At a glance, this attitude might resemble a pollyannaish denial of reality. Yet this is far from the truth. True joy contains the ingredients to stand up to injustice and oppression. It is the yeast that bubbles up toward liberation. Theologian Gustavo Gutiérrez places joy at the center of facing injustice. He explains:
Christian joy is not tied to a particular object but to the experience of God’s unconditional love for us. . . . We can see from the Magnificat that, when Mary rejoices in God, she is also celebrating the liberating action of God in history. Mary rejoices in a God who is faithful to the poor.
God doesn’t work singlehandedly for liberation. Instead, according to Gutiérrez, the joyfulness of our participation with God is what makes it effective: “Our service of others must be wrapped in this joy. Only work embraced with joy truly transforms.”
Gutiérrez claims that without joy our work is in vain. Joy is more than motivation or consolation. It is a building block of God’s shalom. It is a non-negotiable piece of our participation in the mission of God.
On one side, joy is experiential, drawing us to bask in the love God shines on us. On the other side, joy is practical. To cultivate joy is to enable transformation. Joy-making becomes a partner with peacemaking. If we ignore joy, we short-circuit the good work we do toward the goal of peace.
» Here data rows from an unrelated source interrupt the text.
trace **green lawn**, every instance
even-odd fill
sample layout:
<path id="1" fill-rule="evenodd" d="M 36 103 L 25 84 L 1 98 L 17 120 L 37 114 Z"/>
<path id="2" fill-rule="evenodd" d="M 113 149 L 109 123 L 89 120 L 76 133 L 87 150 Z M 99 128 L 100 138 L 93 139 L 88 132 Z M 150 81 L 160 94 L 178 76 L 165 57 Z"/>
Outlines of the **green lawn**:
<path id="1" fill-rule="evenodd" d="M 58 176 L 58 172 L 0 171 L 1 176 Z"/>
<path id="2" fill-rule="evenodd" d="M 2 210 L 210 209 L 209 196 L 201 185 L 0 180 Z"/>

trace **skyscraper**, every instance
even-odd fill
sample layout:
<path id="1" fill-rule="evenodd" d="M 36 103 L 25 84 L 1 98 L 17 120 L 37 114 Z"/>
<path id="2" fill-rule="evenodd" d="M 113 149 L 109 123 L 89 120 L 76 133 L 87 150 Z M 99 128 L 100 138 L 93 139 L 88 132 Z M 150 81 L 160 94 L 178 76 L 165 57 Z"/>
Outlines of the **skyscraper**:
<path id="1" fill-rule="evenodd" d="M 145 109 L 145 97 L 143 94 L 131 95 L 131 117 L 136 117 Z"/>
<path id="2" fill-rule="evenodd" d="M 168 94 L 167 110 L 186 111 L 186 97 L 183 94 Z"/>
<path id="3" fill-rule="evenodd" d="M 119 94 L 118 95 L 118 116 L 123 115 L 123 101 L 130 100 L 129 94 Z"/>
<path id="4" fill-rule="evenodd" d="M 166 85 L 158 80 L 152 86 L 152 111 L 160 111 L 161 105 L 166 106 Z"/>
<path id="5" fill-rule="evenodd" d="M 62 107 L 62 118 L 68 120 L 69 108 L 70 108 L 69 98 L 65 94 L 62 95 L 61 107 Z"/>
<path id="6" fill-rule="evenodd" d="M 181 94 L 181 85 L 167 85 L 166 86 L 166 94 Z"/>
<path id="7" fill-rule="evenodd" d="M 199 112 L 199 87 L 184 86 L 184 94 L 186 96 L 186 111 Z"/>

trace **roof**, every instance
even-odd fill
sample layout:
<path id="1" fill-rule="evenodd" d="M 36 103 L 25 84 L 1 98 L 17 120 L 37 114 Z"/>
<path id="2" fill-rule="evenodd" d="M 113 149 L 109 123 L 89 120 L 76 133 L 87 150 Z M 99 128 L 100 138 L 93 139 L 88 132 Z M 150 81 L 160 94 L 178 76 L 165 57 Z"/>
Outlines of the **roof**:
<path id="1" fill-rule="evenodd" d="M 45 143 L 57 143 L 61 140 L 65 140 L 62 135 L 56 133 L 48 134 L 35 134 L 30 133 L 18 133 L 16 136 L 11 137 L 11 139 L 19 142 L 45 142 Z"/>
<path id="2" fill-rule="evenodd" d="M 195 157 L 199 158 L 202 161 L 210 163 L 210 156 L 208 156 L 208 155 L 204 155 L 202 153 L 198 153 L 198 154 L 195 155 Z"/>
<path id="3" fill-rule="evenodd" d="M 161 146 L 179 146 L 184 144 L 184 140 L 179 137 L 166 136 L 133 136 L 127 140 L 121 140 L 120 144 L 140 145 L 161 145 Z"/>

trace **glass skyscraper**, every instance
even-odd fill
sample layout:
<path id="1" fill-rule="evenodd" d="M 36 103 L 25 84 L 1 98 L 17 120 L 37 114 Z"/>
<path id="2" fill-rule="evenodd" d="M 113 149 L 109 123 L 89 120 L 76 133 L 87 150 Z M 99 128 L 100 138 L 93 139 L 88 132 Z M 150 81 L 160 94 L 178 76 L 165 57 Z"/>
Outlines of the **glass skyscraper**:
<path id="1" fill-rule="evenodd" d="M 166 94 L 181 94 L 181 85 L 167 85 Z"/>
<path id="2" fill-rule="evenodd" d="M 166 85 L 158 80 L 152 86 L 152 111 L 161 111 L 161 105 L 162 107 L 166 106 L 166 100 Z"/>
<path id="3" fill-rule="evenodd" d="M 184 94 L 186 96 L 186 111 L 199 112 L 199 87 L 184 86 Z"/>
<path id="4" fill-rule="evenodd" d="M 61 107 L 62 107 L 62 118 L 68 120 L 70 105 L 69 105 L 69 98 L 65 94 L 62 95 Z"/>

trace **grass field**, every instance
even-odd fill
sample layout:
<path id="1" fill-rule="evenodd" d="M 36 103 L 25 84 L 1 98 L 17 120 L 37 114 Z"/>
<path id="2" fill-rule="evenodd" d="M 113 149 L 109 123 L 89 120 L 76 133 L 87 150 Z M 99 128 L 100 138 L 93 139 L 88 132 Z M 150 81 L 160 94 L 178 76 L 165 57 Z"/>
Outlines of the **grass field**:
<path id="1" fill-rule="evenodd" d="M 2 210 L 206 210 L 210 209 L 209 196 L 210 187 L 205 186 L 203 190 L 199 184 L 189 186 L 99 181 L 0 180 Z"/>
In this season when division and misinformation spread as quickly as the pandemic that weighs heavily upon us, we are jarringly interrupted by Advent — and then by the Christmas celebration of the incarnation’s impossible beauty. The question is not whether we will set aside the troubles of our days to make room for joy. It is whether we will tap into the true joy that begins the work of transformation.
Kevin Chupp is pastor of First Mennonite Church in Aberdeen, Idaho.